Başbakan Binyamin "Bibi" Netanyahu örneğini takiben, onun destekçilerinin çoğu Netanyahu'nun liderliği yerine Değişim hükümetini tercih eden üç muhafazakâr İsrail parti başkanını açıktan açığa karalıyorlar. Başbakanın uzun zaman hayranı olmama rağmen (ilk kez 1983'de tanıştık) Naftali Bennett, Avigdor Liberman ve Gideon Sa'ar'ı ilkeli eylemlerinden dolayı takdir ediyorum. Onlar hakareti değil alkışı hak ediyorlar.

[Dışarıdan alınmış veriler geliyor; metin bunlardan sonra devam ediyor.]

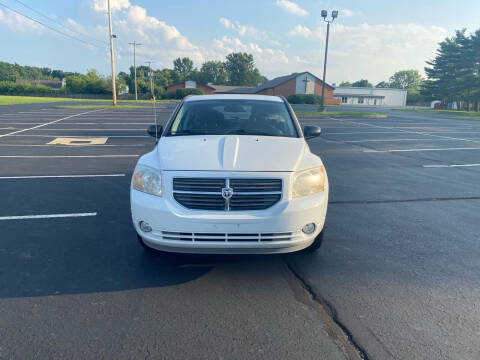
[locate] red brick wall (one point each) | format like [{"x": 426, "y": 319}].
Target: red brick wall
[
  {"x": 206, "y": 90},
  {"x": 329, "y": 99},
  {"x": 288, "y": 88}
]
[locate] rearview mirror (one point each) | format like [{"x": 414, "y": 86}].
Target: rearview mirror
[
  {"x": 310, "y": 131},
  {"x": 155, "y": 131}
]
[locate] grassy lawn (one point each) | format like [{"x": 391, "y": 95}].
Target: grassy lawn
[
  {"x": 459, "y": 114},
  {"x": 104, "y": 106},
  {"x": 14, "y": 100},
  {"x": 340, "y": 114}
]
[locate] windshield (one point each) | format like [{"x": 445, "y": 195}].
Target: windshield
[{"x": 233, "y": 117}]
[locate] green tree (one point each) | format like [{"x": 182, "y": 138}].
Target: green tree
[
  {"x": 182, "y": 68},
  {"x": 242, "y": 71},
  {"x": 362, "y": 83},
  {"x": 407, "y": 80},
  {"x": 213, "y": 72},
  {"x": 382, "y": 84}
]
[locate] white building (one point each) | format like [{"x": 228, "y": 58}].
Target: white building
[{"x": 370, "y": 96}]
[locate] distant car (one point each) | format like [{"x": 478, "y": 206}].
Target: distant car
[{"x": 230, "y": 174}]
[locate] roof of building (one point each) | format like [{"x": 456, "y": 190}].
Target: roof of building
[
  {"x": 196, "y": 82},
  {"x": 366, "y": 88},
  {"x": 234, "y": 97},
  {"x": 283, "y": 79}
]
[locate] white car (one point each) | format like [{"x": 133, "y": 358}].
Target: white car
[{"x": 230, "y": 174}]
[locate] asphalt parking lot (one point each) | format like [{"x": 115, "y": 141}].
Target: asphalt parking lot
[{"x": 398, "y": 276}]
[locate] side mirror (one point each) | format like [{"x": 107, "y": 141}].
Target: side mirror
[
  {"x": 309, "y": 131},
  {"x": 155, "y": 131}
]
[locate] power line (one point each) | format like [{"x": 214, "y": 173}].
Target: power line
[
  {"x": 58, "y": 22},
  {"x": 50, "y": 28}
]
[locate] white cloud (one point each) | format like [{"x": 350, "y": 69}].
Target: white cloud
[
  {"x": 292, "y": 7},
  {"x": 269, "y": 61},
  {"x": 101, "y": 5},
  {"x": 346, "y": 12},
  {"x": 301, "y": 30},
  {"x": 374, "y": 52},
  {"x": 244, "y": 30},
  {"x": 18, "y": 23},
  {"x": 225, "y": 22}
]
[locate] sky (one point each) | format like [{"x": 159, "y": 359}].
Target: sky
[{"x": 370, "y": 39}]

Bu hakaretler üçlünün ve partilerinin üyelerinin fikrinin değiştirmeye yönelik kampanyanın bir parçası. Netanyahu yanlış bir şekilde "tehlikeli bir sol hükümet" olarak adlandırdığı oluşuma sövüp sayıyor. Müttefiki Itamar Ben Gvir "yükselen solcu aşırılık yanlısı hükümeti" kınadı. Bir diğer Netanyahu müttefiki Aryeh Deri Bennett'in "yıllardır savunduğumuz her şeyi yok edip ve mahvedeceğini" öngördü. Bir diğeri, May Golan, daha da ileri giderek Bennett Sa'ar'ı "intihar bombacılarına" benzetti. Göstericiler Bennett'in resmini yaktılar ve onu "hain" olarak nitelendirdiler. İsrail iç güvenlik servisi Shin Bet'in başı oldukça alışılmadık bir şekilde artan kışkırtmanın siyasi şiddeti tetikleyebileceği konusunda uyardı.

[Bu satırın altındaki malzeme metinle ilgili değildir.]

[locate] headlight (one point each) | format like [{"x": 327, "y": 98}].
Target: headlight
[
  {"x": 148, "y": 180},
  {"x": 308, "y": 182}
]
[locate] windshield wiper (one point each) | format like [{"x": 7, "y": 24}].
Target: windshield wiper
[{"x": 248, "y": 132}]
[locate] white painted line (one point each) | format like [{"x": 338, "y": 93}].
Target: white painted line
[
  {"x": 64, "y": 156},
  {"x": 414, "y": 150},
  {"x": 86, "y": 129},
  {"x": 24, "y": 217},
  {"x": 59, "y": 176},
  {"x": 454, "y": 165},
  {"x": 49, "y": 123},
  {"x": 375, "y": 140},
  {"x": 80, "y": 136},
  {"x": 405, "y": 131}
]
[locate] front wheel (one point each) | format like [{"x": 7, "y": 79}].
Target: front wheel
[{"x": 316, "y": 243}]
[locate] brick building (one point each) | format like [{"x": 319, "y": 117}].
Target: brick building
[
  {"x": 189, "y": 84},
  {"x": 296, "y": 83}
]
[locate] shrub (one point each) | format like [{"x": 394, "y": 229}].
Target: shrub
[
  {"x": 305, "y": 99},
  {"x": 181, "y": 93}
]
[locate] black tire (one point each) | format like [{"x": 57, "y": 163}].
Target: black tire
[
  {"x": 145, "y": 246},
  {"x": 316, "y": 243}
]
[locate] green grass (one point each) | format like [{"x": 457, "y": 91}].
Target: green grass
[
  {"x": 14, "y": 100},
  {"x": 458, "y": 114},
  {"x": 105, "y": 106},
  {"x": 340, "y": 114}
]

Bu baskı kampanyası işe yarayabilir çünkü Değişim kampında 61 milletvekili varken Netanyahu tarafının 59 milletvekili var, sadece bir milletvekilinin oradan ayrılması hükümetin kurulmasını engeller ve iki yıldan biraz fazla bir süre içinde ülkenin hiç istenmeyen bir beşinci seçim yapmasını gerektirir.

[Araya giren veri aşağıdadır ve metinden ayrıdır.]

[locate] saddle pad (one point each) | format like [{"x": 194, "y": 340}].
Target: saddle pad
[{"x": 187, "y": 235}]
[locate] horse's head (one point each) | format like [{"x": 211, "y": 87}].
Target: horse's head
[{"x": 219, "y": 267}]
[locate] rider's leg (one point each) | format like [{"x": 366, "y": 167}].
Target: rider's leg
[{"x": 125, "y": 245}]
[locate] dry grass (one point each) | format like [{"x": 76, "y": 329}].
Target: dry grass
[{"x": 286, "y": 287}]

Ancak şu ana kadar ilkeli siyasetçiler sayesinde kampanya başarılı olmadı. Netanyahu'nun partisinin uzun süredir üyesi olan Sa'ar ilkeli hareket tarzına bir örnek teşkil ediyor. Kısa bir süre önce Netanyahu onunla koalisyon kurmama konusundaki seçim sözünden geri dönerse başbakan olmasını teklif etti. Sa'ar bu baştan çıkarıcı teklifi hemen reddetti ve bunun yerine Değişim hükümetinde daha mütevazi bir adalet bakanlığı görevi belirlendi. Eğer bu ilkeli olmak değilse, başka nedir bilmiyorum.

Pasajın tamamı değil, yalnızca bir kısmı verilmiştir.